My experience from nascent work at the Feminist Centre for Racial Justice in supporting activists to connect research to transnational strategy through a two-part movement building school, confirms that the nature and demands of frontline work means that activists have no time to engage in the historical analysis of the situations they seek to transform. As part of what is named as a crisis response, we must privilege and resource knowledge as critical to supporting the transformative change we seek. This work is imperative at this moment when feminist knowledge work is under attack globally. After all, as Amical Cabral reminds us “nobody has yet made a successful revolution without a revolutionary theory”.
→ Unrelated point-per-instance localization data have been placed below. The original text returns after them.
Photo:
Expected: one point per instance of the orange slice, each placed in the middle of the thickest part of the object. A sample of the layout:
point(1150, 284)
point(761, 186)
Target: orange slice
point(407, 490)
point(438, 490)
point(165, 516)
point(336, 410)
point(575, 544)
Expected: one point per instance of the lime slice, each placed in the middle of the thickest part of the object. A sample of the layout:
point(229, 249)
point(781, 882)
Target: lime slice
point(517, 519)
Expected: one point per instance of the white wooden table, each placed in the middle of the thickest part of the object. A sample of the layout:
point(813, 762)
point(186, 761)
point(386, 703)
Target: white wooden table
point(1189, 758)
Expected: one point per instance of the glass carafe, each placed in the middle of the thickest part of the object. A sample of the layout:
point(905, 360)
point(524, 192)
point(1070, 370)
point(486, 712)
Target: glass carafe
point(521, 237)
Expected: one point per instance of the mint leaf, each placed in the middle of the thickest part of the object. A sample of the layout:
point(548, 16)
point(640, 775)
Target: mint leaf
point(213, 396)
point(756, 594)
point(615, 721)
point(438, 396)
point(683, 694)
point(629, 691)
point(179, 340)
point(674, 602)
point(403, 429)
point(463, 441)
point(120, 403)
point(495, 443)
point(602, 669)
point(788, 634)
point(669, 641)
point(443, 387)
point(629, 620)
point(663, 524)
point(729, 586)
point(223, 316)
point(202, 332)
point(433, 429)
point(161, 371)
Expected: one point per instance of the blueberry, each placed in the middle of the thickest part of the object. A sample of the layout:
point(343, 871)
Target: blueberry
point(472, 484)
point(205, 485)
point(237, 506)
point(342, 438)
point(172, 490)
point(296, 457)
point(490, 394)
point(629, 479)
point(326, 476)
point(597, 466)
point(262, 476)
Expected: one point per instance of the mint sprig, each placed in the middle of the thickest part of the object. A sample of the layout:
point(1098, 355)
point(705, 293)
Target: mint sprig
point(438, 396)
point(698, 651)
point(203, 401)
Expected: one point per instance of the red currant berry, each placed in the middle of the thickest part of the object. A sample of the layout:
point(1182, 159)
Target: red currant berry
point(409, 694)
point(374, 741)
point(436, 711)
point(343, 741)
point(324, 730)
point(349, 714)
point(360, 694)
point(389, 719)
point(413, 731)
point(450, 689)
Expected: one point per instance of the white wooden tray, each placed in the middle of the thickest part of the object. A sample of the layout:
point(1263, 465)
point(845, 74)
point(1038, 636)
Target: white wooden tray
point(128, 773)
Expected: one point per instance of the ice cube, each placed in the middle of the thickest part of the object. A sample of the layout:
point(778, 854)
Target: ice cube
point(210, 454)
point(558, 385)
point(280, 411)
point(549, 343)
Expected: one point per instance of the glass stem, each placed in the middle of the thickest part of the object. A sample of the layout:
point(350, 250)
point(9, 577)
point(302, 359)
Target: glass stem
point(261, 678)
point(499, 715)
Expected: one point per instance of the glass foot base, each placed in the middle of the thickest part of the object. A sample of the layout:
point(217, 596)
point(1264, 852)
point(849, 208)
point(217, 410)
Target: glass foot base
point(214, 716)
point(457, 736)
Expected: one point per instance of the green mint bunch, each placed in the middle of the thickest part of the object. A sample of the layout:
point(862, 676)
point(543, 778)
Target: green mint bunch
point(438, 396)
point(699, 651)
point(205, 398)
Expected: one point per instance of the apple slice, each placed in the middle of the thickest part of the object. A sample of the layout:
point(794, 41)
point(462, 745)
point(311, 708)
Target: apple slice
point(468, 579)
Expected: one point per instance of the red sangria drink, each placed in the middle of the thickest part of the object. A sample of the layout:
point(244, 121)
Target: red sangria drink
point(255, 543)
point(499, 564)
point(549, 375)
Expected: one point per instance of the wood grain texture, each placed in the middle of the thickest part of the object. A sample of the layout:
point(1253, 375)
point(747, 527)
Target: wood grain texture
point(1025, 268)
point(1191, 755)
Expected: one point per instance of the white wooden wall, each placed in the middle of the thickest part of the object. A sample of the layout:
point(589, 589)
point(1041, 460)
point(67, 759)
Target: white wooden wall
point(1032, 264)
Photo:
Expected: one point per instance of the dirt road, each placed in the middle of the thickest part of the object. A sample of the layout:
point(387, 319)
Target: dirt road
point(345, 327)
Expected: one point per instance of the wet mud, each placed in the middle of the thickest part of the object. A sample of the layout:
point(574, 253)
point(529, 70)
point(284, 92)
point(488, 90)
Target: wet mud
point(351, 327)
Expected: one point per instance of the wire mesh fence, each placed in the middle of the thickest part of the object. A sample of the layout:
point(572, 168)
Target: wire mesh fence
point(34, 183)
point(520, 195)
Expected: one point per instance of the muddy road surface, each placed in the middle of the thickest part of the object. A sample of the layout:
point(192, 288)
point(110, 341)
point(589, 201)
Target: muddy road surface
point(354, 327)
Movements versus Organisations
Second, there appears to be a narrow understanding of movements and movement support work even though everyone touts their funding as being in support of movements. I am not sure that organisations and networks are not being used as placeholders for movements. In this confusion, we are likely to reproduce the same approaches that have not worked to unsettle power because the work is rooted in the NGO logics that are often about justifying change as linear and proving institution’s centrality to the positive outcomes reported. In this context of institutionalised approaches to social justice, we have produced many activists and fewer organisers who focus on building power and strategies for change within and beyond their communities.
If we understand change making as complex, long term and contingent on many actors coming together in a synergistic manner at different moments, then the nature of change making investments must shift. The NGO industrial complex as we know it has produced competition for financial resources that could be easily alleviated by asking who else should be resourced alongside frontline work to facilitate transnational shifts. This approach unsettles the NGO industrial complex and unyokes social justice actors from resource scarcity as informing how we think about meeting this this moment.
Building Feminist Imaginaries
Finally, there has been a lot of work around feminist economic alternatives and a foregrounding of indigenous knowledge systems specifically on the commons specifically in Latin America. However, this work remains bifurcated across themes and regions with limited resources directed towards enabling spaces for building cohesive transnational feminist imaginaries. This moment invites blueprints for testing and failing (because failure is productive) to effectively step into seizing and transforming power in this global political moment. This is difficult work because it requires visualising other ways of organising societies when our worldviews are often entrenched in what we know. It is also complex work, when our archives and histories are ignored yet they offer useful blueprints for majority worldmaking from Pan African, tri-continental and Black Internationalist movements from the 1940s into the 70s. There is a responsibility for feminist informed funders to enable the work of our public intellectuals and thinkers to co-create these blueprints for the inclusive and just worlds that this moment urgently requires. When there is a lot of noise in the world, we must step back and cut through the noise to define informed action. Will you meet this moment?
About the authors
*Professor Awino Okech is based at SOAS University of London’s Department of Politics and International Studies where she is also the founding director of the Feminist Centre for Racial Justice. A version of these remarks were delivered at a Care and Crisis convening in Brazil in May 2025.